Production and quality assurance
Reneurish cells will initially be produced centrally in our laboratory, adhering to strict GMP to ensure the highest quality and consistency. As we prepare for larger-scale production post-clinical trials, we will integrate partner production facilities into our supply chain to meet increasing demand. These partners will be meticulously selected to uphold the same high standards of manufacturing excellence, positioning Reneurish for a smooth scale-up process after Phase 2, which is crucial in the event of an acquisition by a larger entity.
To enhance our production process, we will infect our cells with AAV during the critical priming phase, occurring after thawing and before transplantation. This phase is essential for differentiation and mandatory safety testing. This innovative approach was developed through consultations with five directors of Stroke Units from leading hospitals, the Catalan Blood and Tissue Bank, and the Catalan Department of Health.

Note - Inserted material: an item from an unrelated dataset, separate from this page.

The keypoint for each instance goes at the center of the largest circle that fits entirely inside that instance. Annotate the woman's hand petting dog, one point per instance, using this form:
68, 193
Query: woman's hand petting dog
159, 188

Leveraging Spain's transplant system
After production, Reneurish cells will be cryopreserved and stored under ultra-low temperature conditions to maintain viability during transport. The prepared cells will be delivered to hospitals much like organs for transplant, benefiting from Spain’s globally recognized leadership in organ donation and transplant logistics. This system ensures that the therapy can be delivered safely, reliably, and efficiently to stroke patients, while also meeting the stringent regulatory and safety requirements for cell therapies.
By centralizing production, we ensure that each batch of cells is identical and prepared under the same conditions.
M&A strategy and scalability post-Phase 2:
With a robust production and supply chain in place, Reneurish will be well-positioned for strategic acquisition after Phase 2 clinical trials. At this stage, our therapy will have demonstrated both safety and efficacy, and our scalable supply chain will be appealing to pharmaceutical companies looking to expand their pipeline in regenerative medicine. The priming and infection of cells at external facilities, integrated with Spain’s efficient transplant infrastructure, guarantees a seamless transition to large-scale production.
In the event of an acquisition, the acquiring company may either integrate our production into their own facilities or continue to leverage our established partner network for national and global distribution. This flexibility ensures a smooth transition from a clinical-stage therapy to a commercially viable product.